Sevdaliza: Shabrang
Das außergewöhnliche Coverfoto der in Teheran geborenen und ab ihrem fünften Lebensjahr in den Niederlanden aufgewachsenen Sevdaliza (amtlich: Sevda Alizadeh) assoziiert man auf den ersten Blick mit Gewalttätigkeit, Misshandlung und Verletzung. Zwar bilden auch – wie auf ihrem vor drei Jahren erschienenen Debütalbum „Ison“ – Erfahrungen von Leid, Enttäuschungen und Verlusten den Hintergrund ihrer 14 neuen Songs, im Vordergrund steht aber ganz bewusst die Überwindung dieser negativen Gefühle, der Versuch, sie in Stärke zu transformieren.
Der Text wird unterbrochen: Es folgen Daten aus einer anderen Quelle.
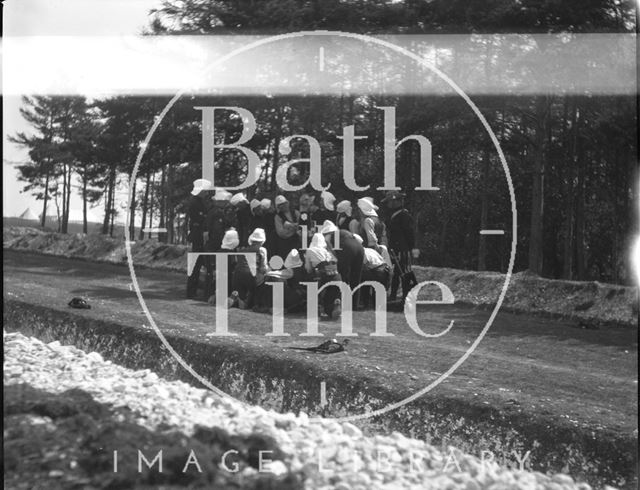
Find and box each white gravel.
[4,330,610,490]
Die 33-jährige ehemalige Basketball-Nationalspielerin und nunmehr höchst kreative Singersongwriterin, Produzentin und Filmemacherin bezeichnet dieses Album als eine Art Brief an sich selbst, als ihre ganz persönliche Bibel, mit der Aufforderung, eben nicht in Depressionen zu verfallen, sondern auf das Leben, die Liebe und auf sich selbst als Mensch zu vertrauen.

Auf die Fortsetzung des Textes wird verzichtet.